A Case for an ODRI Network

nano

unread,

May 25, 2006, 5:04:02 AM5/25/06

to okopipi-dev

Here is the interesting paper in question:
http://www.cs.uiowa.edu/~ghosh/sigcomm2003.pdf

I encourage you to read the paper, but even if you don't, my
description here should make sense.

Introduction

First, an introduction to de Bruijn graphs. De Bruijn graphs (usually
with a lower-case "de") are a class of graph
(http://mathworld.wolfram.com/Graph.html) that has had much recent
attention in mathematical circles because of their nearly optimal
routing capabilities. They are special kinds of graphs that are built
in such a way that the maximum number of hops from one node to another
is always a constant factor, no matter how many nodes are in the
network, and yet the degree of the graph (the number of out-bound
connections per node) is also constant. That means that, for example,
with a constant degree of ten, the maximum number of hops for any path
in the network is a constant number, like six (for a million nodes in
the network). This makes it roughly two to three times faster than
other p2p networks like Chord, CAN, Pastry, etc., which enables us to
halve the degree of the network from the usual ~20 peers to ~10 (which
lowers network overhead), while still maintaining nearly 100% faster
routing.

Down the Rabbit Hole

Here we go. The following is an in-depth description of de Bruin
graphs, which will in turn be followed by a description of ODRI, a p2p
network topology which is based on a de Bruijn graph topology.
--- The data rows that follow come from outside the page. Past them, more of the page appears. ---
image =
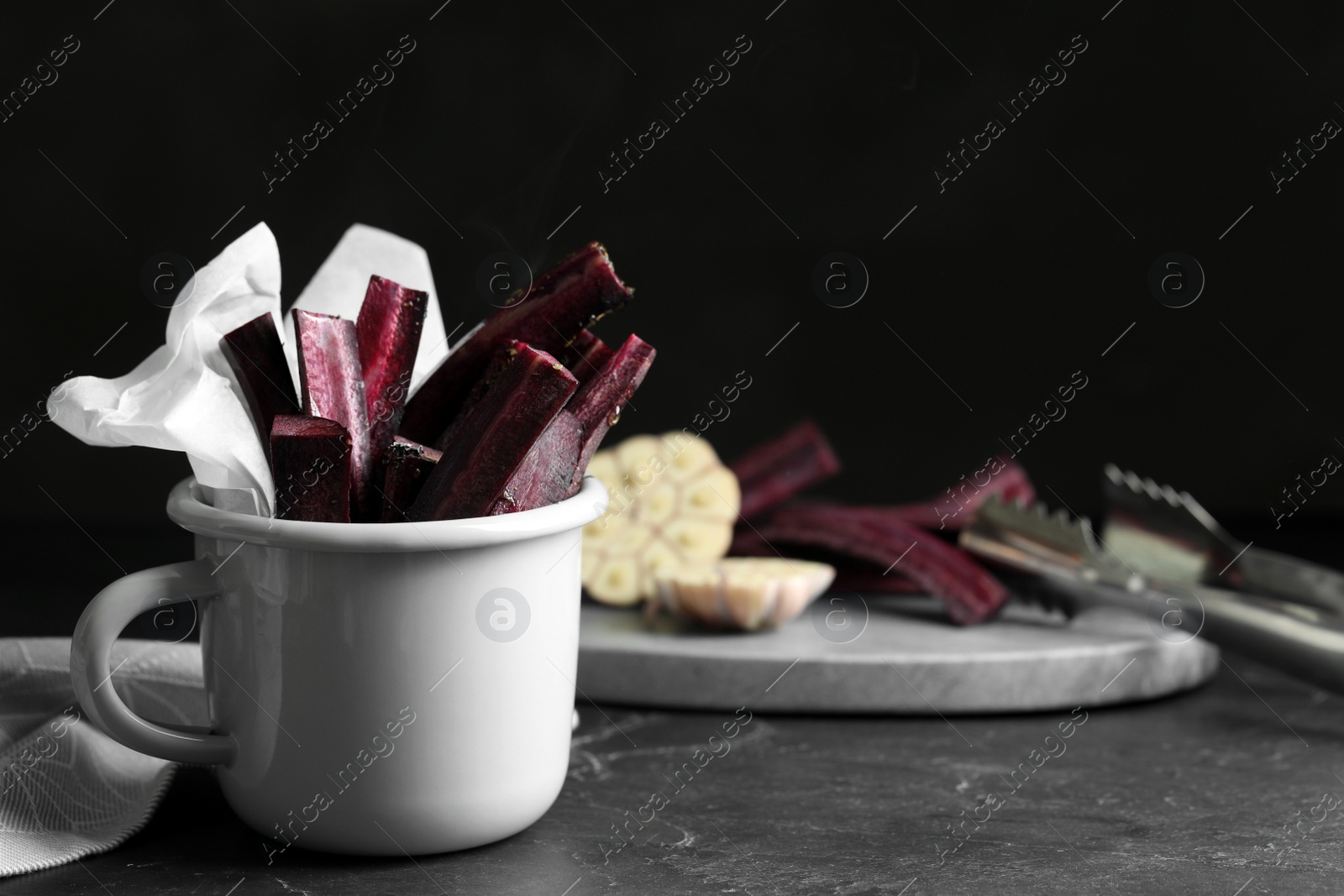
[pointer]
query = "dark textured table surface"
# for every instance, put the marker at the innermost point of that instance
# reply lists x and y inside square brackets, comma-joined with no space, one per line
[1187,794]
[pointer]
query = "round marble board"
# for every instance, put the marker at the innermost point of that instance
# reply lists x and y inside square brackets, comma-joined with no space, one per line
[907,660]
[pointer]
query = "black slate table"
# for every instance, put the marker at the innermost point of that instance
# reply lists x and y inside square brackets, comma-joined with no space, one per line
[1187,794]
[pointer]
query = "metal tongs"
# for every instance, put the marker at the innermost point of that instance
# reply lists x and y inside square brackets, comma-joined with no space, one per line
[1077,570]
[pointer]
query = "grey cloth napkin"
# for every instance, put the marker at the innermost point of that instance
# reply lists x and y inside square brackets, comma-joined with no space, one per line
[66,789]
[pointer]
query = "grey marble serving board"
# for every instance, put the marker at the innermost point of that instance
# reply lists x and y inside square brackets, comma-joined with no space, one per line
[906,661]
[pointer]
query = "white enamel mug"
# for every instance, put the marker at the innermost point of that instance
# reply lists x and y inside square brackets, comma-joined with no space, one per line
[374,688]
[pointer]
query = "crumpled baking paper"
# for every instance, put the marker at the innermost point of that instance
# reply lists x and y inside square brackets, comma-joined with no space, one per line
[186,398]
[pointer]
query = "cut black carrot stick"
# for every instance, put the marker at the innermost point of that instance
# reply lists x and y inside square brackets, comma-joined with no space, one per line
[779,469]
[554,468]
[257,358]
[585,356]
[499,360]
[311,464]
[495,438]
[564,301]
[333,387]
[409,465]
[389,329]
[971,593]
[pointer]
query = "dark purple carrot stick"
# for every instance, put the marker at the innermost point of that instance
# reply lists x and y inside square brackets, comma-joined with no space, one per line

A de Bruijn graph has two variables: the degree of the graph (k), and
the diameter of the graph (D). The number of nodes in the graph is N,
where N = k^D. The classic example is that of a network with k=2 and
D=3. Each node in the graph has a string label, where the string is D
characters long, and each character is a digit with base k. So, in our
(2,3) de Bruijn graph, each node has a label like: 000, 001, 010, etc.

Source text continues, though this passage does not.